As I write this, the first of the season’s Gravensteins are thunking into my backyard, gnarled and weather beaten and bruised from their tumbles. In nearly 10 years of living beside this ancient tree, I—who crank out apple pies through Thanksgiving—have never tasted its fruit.
I could blame this on my suburban upbringing, which taught me that apples spring unblemished from waxy stacks in spotlit grocery stores. I could blame it on fine restaurants, where beautiful is visual shorthand for delectable.
Or I could, you know, bite into one of these fugly apples to see what knowledge it brings.
I’m already aware that the food waste crisis rages in this country, with some 40 percent of our food going uneaten. That, according to the Natural Resources Defense Council, equals more than 20 pounds of food per person, per month.

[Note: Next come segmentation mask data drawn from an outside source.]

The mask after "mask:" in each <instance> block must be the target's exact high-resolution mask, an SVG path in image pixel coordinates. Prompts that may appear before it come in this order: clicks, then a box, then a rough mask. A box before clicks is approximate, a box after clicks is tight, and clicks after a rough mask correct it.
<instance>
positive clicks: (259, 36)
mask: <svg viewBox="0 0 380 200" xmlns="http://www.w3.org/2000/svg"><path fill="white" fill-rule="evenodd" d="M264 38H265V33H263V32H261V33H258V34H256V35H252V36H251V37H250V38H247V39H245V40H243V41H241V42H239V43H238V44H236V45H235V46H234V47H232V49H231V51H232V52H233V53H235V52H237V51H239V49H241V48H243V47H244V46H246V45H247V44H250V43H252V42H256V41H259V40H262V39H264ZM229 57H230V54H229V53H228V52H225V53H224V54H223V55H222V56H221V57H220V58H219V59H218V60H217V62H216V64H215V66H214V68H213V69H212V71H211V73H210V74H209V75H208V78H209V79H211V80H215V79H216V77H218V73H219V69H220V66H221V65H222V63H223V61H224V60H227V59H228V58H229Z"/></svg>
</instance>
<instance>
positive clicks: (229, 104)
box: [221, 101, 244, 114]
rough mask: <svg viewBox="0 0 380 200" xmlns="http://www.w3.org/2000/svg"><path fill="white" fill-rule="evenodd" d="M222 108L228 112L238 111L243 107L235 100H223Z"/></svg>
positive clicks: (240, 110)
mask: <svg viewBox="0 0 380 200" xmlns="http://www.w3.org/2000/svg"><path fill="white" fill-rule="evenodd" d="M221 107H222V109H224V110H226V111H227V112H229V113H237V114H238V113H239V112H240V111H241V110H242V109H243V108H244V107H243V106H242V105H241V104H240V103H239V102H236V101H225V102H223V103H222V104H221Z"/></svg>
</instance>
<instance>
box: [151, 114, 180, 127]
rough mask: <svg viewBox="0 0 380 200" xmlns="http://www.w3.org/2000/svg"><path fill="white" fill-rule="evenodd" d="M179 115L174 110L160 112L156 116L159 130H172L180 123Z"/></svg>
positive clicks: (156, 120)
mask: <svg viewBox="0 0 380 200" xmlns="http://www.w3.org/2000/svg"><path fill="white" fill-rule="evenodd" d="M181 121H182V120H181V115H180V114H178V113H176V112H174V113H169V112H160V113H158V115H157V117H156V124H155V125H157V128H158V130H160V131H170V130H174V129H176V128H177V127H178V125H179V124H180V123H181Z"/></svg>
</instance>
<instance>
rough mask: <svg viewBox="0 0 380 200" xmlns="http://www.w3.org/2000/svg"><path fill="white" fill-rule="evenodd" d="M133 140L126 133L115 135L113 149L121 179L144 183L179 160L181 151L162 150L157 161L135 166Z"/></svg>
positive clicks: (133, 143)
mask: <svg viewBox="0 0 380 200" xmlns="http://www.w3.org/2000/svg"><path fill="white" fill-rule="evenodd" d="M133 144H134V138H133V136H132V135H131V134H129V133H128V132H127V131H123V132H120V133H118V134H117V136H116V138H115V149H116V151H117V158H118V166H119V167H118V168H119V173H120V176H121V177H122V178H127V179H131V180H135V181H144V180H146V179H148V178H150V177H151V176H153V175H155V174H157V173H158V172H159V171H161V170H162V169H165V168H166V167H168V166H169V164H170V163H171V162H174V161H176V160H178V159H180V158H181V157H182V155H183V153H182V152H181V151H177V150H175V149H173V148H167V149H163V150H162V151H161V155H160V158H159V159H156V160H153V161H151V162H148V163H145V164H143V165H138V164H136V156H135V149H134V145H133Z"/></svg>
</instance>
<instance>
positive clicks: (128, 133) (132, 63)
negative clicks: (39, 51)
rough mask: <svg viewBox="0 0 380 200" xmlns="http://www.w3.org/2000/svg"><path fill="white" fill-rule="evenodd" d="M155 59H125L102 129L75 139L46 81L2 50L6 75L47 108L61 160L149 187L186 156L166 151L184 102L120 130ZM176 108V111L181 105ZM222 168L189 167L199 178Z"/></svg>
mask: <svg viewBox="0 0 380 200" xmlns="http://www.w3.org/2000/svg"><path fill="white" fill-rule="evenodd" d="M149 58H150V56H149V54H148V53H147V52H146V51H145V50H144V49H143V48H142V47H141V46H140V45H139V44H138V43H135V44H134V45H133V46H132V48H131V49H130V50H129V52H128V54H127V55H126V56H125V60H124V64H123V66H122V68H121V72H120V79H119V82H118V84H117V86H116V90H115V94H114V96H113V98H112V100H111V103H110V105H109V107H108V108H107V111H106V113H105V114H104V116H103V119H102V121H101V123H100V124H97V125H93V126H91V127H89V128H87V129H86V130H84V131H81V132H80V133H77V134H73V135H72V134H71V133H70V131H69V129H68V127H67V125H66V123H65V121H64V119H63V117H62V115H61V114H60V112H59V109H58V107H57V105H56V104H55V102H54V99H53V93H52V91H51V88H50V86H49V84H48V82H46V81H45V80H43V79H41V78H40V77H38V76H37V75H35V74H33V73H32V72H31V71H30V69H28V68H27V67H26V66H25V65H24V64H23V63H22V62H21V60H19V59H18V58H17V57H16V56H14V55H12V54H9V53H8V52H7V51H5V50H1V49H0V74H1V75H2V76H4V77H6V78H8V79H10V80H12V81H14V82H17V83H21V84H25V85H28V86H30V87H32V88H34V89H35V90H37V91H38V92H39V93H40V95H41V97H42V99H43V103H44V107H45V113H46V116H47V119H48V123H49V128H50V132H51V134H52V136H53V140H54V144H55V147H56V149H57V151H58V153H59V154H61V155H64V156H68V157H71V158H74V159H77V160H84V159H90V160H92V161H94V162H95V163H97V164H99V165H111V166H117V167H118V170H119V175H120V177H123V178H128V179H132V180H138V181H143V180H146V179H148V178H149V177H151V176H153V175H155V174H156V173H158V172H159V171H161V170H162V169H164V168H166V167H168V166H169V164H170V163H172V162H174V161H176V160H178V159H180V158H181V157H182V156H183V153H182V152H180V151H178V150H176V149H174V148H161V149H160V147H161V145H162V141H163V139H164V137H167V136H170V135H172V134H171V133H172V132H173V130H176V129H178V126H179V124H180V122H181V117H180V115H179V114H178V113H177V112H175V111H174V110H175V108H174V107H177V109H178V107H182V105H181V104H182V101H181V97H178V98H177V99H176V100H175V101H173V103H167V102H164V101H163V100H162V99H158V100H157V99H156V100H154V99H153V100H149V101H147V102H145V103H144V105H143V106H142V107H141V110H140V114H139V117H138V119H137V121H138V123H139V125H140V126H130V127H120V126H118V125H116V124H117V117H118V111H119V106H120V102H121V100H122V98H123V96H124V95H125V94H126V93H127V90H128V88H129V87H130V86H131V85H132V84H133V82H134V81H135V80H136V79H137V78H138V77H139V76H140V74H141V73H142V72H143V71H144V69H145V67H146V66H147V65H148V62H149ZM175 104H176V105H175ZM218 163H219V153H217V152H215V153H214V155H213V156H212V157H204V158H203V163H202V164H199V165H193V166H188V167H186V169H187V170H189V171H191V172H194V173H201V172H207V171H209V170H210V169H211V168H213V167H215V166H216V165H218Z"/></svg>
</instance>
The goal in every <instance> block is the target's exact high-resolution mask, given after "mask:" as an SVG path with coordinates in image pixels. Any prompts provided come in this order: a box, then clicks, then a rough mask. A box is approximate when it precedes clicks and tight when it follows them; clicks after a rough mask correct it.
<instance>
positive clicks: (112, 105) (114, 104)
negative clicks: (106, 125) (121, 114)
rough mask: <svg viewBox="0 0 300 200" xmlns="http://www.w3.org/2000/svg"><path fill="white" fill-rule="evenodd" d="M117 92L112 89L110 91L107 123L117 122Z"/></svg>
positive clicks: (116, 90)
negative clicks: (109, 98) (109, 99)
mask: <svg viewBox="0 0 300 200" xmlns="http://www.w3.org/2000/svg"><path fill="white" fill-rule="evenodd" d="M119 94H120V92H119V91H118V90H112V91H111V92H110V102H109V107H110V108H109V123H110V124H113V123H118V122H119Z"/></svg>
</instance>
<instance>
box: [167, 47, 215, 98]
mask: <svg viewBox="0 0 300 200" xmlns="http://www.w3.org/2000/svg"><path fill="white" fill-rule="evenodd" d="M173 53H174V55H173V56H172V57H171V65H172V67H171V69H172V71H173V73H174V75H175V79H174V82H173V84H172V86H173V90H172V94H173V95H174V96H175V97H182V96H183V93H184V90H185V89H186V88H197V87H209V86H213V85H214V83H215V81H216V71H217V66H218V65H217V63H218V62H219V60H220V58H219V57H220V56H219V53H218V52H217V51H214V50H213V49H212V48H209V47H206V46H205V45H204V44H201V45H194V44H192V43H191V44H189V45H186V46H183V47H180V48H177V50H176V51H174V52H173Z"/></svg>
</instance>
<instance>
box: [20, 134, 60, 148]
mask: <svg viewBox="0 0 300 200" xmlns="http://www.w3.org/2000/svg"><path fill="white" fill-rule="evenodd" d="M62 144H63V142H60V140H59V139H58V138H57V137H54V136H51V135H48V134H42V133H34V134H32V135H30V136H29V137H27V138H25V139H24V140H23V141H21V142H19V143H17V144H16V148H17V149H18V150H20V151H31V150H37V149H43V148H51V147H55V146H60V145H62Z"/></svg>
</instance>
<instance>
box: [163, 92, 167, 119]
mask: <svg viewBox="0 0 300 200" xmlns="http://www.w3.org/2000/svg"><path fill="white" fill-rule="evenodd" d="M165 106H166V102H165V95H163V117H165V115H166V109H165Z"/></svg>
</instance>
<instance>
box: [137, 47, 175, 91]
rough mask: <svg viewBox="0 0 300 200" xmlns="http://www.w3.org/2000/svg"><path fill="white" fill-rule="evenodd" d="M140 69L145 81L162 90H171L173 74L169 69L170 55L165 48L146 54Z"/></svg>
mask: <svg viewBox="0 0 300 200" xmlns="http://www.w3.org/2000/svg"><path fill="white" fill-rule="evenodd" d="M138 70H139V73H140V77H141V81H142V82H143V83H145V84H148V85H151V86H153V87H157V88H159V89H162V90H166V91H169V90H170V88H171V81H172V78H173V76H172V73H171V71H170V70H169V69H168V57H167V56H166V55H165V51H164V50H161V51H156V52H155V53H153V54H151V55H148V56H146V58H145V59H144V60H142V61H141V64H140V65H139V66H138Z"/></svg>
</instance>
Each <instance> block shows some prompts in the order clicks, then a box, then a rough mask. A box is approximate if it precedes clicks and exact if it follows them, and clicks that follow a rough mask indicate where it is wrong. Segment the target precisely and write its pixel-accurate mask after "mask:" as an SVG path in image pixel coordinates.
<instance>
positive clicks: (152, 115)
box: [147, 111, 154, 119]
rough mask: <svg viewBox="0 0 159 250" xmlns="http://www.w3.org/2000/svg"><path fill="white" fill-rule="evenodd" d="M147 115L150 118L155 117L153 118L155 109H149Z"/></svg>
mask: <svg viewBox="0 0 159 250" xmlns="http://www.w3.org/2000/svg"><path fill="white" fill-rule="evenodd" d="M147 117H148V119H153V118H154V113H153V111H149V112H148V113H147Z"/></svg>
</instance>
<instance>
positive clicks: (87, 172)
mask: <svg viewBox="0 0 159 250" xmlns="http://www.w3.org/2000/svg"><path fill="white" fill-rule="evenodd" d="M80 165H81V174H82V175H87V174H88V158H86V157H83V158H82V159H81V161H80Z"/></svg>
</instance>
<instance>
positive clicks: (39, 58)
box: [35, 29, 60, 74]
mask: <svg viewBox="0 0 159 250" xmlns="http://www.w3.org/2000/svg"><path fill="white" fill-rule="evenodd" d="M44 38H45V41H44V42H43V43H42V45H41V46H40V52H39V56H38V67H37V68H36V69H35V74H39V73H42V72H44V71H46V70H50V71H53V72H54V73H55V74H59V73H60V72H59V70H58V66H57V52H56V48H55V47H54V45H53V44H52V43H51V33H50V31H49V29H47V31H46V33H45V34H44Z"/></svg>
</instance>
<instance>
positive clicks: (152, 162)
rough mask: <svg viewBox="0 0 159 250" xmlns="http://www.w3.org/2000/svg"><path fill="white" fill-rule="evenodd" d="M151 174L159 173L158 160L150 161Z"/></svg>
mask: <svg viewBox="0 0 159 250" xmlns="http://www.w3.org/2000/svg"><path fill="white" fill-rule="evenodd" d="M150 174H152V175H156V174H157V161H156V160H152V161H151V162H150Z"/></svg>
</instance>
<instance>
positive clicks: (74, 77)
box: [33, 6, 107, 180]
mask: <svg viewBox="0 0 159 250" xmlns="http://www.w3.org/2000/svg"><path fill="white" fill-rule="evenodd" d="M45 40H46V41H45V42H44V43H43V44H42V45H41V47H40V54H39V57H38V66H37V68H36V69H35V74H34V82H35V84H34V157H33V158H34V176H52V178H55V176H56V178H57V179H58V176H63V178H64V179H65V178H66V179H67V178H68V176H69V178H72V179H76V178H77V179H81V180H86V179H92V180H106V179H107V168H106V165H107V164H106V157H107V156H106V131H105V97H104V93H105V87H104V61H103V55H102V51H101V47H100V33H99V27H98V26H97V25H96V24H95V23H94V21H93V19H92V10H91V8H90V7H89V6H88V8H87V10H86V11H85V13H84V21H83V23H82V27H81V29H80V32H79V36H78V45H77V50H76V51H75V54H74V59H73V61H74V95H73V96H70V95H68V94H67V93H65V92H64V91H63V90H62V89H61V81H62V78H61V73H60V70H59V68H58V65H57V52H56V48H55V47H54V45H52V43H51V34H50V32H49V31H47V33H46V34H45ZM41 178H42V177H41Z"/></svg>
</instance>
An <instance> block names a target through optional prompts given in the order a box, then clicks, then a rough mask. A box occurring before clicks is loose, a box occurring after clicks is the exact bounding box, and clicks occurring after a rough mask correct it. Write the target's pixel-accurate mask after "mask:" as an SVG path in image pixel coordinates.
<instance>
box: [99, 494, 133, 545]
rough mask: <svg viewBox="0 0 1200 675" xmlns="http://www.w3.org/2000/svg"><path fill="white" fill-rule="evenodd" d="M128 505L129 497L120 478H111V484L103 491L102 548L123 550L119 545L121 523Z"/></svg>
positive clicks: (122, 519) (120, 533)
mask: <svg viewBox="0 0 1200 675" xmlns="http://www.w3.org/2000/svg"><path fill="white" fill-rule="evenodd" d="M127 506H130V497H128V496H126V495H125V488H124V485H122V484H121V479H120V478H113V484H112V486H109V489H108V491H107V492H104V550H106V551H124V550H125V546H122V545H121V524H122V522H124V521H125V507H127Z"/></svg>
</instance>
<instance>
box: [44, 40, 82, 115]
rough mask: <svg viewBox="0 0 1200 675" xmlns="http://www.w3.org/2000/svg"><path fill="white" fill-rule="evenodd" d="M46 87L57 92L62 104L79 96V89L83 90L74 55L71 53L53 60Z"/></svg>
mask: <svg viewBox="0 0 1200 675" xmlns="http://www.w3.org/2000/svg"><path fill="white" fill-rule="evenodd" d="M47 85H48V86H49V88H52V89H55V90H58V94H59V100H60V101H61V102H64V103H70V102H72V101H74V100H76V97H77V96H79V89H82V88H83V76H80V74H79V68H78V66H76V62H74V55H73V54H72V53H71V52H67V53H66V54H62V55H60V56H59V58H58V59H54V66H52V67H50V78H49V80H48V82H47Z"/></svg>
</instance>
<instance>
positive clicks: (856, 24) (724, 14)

Globally we waste enough food to feed the world’s 800 million hungry—twice over. In developing countries, most of that waste stems from insufficient infrastructure. In our country, most of it happens when grocery stores toss the perfectly good food they don’t sell. Or when ordinary folks like me don’t eat what they already have.
I open my fridge and see the problem. A head of liquefying butter lettuce. A Tupperware of week-old bolognese. Black basil in the crisper. Mind you, I was raised in the glory days of rotting food, the wild west before freeze-by dates and shallow refrigerators, by parents whose Depression-era frugality was exceeded only by their iron stomachs. “Just smell it!” Mom would sing, as one of her children would unwrap some mystery. The depths of our refrigerator was a no-man’s land of colorless spheres in vintage jars—olives? eyeballs?—and tubs of sour cream swathed in moonscapes of mold.
Parental neglect? I prefer to think of it as restaurant critic training. But, as it turned out, Mom was ahead of her time. No, not all old food is edible. Yet in this age where freegans can thrive on what they pluck from Dumpsters and sell-by dates have been outed as marketing strategies, not safety restrictions—using one’s senses, including the common variety, can be a fine way to determine edibility (among foods that have not been mishandled in preparation or storage).
And so my common sense tells me to stop composting the outer leaves of romaine, as I reflexively do because they’re weathered and less crisp. But the aesthetic aversion is strong. It’s one thing to support gleaning, the growing movement of harvesting leftover farm crops rejected for cosmetic or size imperfection, which around here has been practiced for 34 years by the nonprofit Rotary First Harvest. Rotary obtains the produce farmers judge unworthy, then delivers it to food banks to feed the hungry.
That’s charity. Similarly heartwarming is the ecological prudence Microsoft shows by stocking its Redmond campus cafe kitchens with imperfect produce from some 30 nearby farms. Last harvest season, Microsoft’s Misfit Produce Rescue program began sourcing oddball fruits and vegetables—undersize beets, bulbous Yukon Golds, scarred butternut squashes, forked carrots—through local middleman Charlie’s Produce. Why not, when it all gets chopped up anyway?
That’s a win-win stir-fry of good stewardship and good PR and (yes, it’s cheaper) good business. The trick, however, remains encouraging home cooks, most of whom are still women, to overcome what must surely be an adaptive urge to feed the family what looks healthiest. Marketing research shows that women have the toughest time getting past the attractiveness barrier. There are glimmers: A Bay Area start-up has begun a CSA subscription service for boxes of misshapen produce from small farmers. That same start-up now supplies several Northern California outposts of Whole Foods, which this spring became the first American supermarket chain to pilot an imperfect produce section.
But to convince the aesthetes, professional chefs may need to take up the bullhorn. Because, ironically, the chefs who raise the bar for just how beautiful a plate of food can be know better than anyone what a hot mess it begins as. One of these chefs, Jack Chen from the critically lauded Royal Dinette in Vancouver, BC, stages regular Ugly Duckling dinners for which he whips apple cores and herb stems and fruit peels into gorgeous five-course feasts. He’ll grill and chop kale stems and kohlrabi leaves to add bulk and smoke to pastas, make Danish bread porridge for dessert out of bread trimmings, then top it with a crumble of dried apple peel and toasted coffee grounds.
Of course Chen’s just raising the profile of something great chefs have always done. Farm-to-table cooks are some of the savviest resource stewards in the world—partly because they have the skill to coax goodness out of every last crumb, partly because they’re financially motivated to avoid waste.
If chefs can do that, surely I can offer my own backyard the chance to nourish me. And so I pluck an apple off the soft grass, wash it clean, knife off a slice between wormholes.